ARTICLE TOOLS
Snedeker’s dream becoming real with imagination’s help
AUGUSTA, Ga. — Two years ago Brandt Snedeker was second at the Chattanooga Classic. This morning he’s second at the Masters.
Not every day do we see someone go from Nationwide to nationwide, from skipping around Black Creek to flying over Rae’s Creek, in a relative golf heartbeat.
“He’s tough,” two-time Masters champ Tom Watson said of Snedeker. “His touch is wonderful, and and he’s got great imagination. You bet I think he can win this tournament.”
Snedeker was great Friday — carding a 68 that featured five birdies. And if anyone needs more proof that the former Vanderbilt star can carry his contention through the weekend, listen to the fellow on his bag.
“He was even better yesterday,” caddie Scott Vail said, referring to Snedeker’s opening 69, “but he’s got it rolling.”
Snedeker had the massive gallery at the fan-friendly par-3 sixth rocking and rolling. His tee shot found the green but was less than pleasant, sitting dangerously on the far right knob of the putting surface. He needed binoculars to see the pin, would have to hail a cab with all-wheel steering to get there and could have used a Snapper push mower to clear a path through the sticky fringe that stood between him and the cup.
He stuffed his putter back into the bag, grabbed a lob wedge and gave pause to the patrons and every member of the Golf Course Superintendents Association of America. Time for a little public-service announcement: Folks, do not try this at your local muni, club or back yard.

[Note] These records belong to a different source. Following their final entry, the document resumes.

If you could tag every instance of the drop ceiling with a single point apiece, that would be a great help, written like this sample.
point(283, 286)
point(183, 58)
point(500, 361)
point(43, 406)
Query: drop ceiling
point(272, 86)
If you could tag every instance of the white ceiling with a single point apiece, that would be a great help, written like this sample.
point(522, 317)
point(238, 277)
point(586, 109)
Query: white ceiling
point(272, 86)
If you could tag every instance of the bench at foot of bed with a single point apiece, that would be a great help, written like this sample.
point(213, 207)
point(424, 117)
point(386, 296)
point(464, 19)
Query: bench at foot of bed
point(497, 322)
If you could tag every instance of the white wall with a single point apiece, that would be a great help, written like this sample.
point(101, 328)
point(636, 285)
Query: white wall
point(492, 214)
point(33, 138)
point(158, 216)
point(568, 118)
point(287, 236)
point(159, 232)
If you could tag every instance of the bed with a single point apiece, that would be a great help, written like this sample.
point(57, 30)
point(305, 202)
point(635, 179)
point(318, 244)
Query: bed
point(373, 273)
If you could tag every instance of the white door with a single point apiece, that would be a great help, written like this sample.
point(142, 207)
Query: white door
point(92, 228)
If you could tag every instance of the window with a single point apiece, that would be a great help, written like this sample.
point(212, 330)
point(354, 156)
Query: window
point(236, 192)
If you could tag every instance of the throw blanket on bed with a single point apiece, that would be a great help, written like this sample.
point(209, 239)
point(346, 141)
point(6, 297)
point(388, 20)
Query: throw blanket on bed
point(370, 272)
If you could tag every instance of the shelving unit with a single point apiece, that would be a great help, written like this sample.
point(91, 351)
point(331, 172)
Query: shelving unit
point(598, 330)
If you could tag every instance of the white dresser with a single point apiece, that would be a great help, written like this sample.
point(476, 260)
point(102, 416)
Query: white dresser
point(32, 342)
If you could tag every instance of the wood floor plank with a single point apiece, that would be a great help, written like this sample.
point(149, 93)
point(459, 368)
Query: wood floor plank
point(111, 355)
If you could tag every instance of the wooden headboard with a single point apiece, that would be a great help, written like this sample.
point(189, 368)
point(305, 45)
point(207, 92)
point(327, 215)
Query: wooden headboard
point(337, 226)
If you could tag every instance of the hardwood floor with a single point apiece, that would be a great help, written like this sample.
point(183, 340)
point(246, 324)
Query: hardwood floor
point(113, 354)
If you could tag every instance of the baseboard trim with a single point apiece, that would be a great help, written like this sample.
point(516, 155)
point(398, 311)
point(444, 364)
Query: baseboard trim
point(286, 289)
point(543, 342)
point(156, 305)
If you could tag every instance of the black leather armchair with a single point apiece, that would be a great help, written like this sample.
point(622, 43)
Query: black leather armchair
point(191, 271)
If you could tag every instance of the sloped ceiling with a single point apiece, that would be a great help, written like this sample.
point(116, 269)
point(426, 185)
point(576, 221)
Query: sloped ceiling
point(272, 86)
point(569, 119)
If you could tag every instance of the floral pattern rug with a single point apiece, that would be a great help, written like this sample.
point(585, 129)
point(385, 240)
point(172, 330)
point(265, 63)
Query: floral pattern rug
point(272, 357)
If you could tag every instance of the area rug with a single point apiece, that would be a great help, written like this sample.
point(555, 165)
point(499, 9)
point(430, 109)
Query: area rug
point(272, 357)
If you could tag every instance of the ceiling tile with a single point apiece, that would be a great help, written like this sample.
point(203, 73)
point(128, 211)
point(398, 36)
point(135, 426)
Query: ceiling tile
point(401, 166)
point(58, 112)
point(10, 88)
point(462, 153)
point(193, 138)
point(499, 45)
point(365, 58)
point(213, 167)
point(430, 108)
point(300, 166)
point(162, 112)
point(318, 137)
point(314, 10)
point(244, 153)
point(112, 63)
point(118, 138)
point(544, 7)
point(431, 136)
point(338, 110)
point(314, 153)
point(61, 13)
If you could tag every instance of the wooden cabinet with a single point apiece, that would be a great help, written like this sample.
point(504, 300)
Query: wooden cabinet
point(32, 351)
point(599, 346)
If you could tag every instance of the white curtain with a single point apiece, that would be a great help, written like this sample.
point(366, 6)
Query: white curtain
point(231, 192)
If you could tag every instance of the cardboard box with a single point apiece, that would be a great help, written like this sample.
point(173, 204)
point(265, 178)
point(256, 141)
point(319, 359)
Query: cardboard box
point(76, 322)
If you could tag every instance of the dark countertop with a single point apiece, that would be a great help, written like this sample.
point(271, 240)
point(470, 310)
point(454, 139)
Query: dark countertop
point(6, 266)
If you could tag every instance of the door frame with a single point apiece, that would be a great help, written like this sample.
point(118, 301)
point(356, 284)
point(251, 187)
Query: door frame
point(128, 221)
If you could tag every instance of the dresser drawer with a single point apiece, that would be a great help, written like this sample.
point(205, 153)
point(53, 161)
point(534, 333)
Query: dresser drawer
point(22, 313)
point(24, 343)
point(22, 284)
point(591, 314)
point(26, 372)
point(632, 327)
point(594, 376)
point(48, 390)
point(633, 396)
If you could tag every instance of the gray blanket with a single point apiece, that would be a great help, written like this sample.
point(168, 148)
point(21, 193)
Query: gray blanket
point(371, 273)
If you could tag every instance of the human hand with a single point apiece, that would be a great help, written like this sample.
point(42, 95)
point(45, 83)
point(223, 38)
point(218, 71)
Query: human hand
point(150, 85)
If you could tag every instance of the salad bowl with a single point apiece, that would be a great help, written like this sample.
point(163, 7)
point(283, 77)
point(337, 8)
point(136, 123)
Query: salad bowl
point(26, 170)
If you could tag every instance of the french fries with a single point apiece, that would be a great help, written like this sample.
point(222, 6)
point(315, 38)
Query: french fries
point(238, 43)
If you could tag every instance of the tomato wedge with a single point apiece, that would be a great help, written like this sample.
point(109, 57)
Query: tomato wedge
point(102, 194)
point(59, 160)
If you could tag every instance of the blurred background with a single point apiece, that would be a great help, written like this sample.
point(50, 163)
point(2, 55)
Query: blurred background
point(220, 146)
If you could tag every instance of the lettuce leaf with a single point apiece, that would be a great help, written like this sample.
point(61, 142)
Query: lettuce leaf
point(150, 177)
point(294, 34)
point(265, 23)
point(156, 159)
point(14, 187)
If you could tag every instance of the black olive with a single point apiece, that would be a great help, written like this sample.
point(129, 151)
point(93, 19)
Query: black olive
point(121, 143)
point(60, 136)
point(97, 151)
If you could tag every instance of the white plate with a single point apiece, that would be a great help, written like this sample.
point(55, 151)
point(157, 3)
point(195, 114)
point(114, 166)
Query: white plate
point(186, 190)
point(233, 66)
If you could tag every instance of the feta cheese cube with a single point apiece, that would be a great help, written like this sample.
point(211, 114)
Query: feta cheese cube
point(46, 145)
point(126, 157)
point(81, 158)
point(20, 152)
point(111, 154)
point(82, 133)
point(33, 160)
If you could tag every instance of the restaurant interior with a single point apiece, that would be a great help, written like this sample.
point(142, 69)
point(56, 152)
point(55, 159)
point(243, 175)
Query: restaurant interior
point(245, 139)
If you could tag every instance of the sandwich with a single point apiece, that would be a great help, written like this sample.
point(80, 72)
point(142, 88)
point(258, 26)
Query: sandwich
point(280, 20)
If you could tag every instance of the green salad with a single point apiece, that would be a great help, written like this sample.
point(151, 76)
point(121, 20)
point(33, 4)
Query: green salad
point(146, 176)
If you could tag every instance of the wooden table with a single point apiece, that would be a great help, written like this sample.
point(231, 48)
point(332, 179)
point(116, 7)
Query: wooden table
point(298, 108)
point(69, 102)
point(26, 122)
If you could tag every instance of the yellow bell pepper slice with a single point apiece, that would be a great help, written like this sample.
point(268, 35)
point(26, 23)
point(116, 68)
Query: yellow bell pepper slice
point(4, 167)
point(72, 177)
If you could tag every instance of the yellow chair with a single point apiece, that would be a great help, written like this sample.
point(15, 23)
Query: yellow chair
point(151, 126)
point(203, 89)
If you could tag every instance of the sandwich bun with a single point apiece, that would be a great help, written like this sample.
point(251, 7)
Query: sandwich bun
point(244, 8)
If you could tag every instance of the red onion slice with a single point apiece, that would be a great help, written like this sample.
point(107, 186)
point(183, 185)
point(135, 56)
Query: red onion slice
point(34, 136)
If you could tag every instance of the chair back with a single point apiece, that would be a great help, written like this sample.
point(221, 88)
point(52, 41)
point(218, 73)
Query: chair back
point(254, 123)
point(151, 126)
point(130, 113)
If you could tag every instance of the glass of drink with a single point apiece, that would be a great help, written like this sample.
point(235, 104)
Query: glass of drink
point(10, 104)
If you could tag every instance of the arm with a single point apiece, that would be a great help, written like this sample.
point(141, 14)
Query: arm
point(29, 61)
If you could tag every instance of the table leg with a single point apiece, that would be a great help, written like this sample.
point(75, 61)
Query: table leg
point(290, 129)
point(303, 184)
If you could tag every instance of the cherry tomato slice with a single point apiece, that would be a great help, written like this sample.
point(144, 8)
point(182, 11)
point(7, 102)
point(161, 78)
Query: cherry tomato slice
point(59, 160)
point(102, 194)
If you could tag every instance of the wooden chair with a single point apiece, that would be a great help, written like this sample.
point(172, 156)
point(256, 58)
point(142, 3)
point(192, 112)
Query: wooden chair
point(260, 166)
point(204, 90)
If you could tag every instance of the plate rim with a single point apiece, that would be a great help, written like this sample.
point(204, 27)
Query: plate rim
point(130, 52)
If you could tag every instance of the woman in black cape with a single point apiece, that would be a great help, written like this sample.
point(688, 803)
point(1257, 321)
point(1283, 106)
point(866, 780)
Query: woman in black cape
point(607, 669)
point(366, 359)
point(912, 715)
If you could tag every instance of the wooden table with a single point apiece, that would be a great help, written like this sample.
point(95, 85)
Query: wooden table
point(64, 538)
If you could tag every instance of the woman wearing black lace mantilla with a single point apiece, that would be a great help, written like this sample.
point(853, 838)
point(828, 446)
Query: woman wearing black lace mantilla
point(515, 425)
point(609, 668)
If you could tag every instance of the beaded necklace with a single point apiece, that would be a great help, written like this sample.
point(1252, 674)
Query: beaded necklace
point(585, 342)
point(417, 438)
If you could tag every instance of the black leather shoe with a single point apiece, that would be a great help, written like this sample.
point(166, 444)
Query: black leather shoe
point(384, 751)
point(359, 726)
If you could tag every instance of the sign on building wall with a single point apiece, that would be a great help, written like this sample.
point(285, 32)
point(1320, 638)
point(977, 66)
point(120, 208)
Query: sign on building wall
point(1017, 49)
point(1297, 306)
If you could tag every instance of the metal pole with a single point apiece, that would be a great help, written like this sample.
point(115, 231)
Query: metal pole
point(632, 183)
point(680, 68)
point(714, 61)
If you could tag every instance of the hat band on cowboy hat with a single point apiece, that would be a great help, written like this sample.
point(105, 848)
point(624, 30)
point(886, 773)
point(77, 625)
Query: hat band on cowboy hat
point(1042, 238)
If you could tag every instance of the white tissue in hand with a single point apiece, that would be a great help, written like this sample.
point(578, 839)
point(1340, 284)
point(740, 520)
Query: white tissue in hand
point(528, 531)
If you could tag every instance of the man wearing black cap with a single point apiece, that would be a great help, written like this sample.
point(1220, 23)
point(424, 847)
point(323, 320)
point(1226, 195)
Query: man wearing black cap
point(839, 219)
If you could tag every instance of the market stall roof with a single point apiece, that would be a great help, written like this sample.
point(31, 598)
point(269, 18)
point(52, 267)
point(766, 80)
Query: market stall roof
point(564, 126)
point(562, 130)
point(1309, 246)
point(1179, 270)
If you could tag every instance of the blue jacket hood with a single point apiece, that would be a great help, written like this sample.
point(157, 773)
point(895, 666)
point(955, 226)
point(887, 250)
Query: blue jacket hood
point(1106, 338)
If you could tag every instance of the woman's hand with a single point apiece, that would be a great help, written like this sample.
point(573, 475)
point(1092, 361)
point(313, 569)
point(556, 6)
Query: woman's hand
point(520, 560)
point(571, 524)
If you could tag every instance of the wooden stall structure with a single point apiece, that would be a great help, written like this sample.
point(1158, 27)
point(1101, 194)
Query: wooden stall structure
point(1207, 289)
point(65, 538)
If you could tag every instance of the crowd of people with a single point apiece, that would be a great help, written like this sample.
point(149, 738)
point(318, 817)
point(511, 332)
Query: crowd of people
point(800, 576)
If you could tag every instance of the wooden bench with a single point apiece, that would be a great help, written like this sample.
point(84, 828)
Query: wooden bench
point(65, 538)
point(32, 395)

Just don’t, trust me.
“I knew there were a couple of members worried when I took out the lob wedge,” Snedeker said. “I figured it would be OK if I didn’t take a divot.”
Well, Snedeker took his 60-degree wedge, picked it so clean Hazel could eat off it — “He didn’t even leave a scuff mark,” Vail said — and deposited it right where dreams happen.
Said Watson: “He was dead with a putter in his hand — and he knew it. The best he’s going to make is 4, maybe 5, and he chips it in for 2. It shows some imagination; that’s very impressive.”
“I felt like if I putt it, I would be on the front edge of the green,” Snedeker said of his miracle that is easliy one of this tournament’s leading highlights. “If it didn’t hit the hole, it was going 10 or 12 feet by, at best, if not off the green. It was just kind of one of those shots you’re trying to hit, and it came off just how I was trying to hit it.”
Snedeker’s career continues to take off at an alarmingly quick rate, but it remains pointed in the same direction he has always envisioned.
“You ask anybody in my family at all, they will tell you the only thing I said I was going to do my whole life was be a professional golfer,” said Snedeker, last year’s PGA Tour rookie of the year. “It’s one of those things — growing up, I always loved golf. I always played it and never had any inkling of doing something else.”
Snedeker talks like he plays, passionately and quickly. It’s emotion — like the kid-in-the-candy-store grin that followed that unbelievable birdie on No. 6 — matched with purpose.
Watson said his quick pace reminded him of himself 20 years ago.
“He plays confidently, and when he makes a decision, he goes and hits it,” Watson said.
It’s been that way for years in central Tennessee. Snedeker, pattering his game in part after Watson’s, took to the course at an early age, starting at some municipal tracks and at the West Plains Country Club.
“That’s actually where I started and played my first round,” Snedeker said. “My grandmother was the manager there and gave me my first set of clubs. I remember playing a little three-hole tournament and finishing dead last.”
The only thing dead-last about Snedeker today will be his starting time — in the final group with leader Trevor Immelman.
Oh, the dreams of professional glory that started 20 years ago in Nashville are alive well.
The scenes have changed: Nashville-area clubs have become golf’s cherished shrine. And the stakes: Three-hole junior events have become the Masters.
And the clubs: Those Watson-like Rams and Watson series wedges he used as a kid have become Snedeker’s own brand in a bag with his name on it.
Yes, the dreams remain, and so does the growing urge to emulate Watson yet again — and wear a green jacket.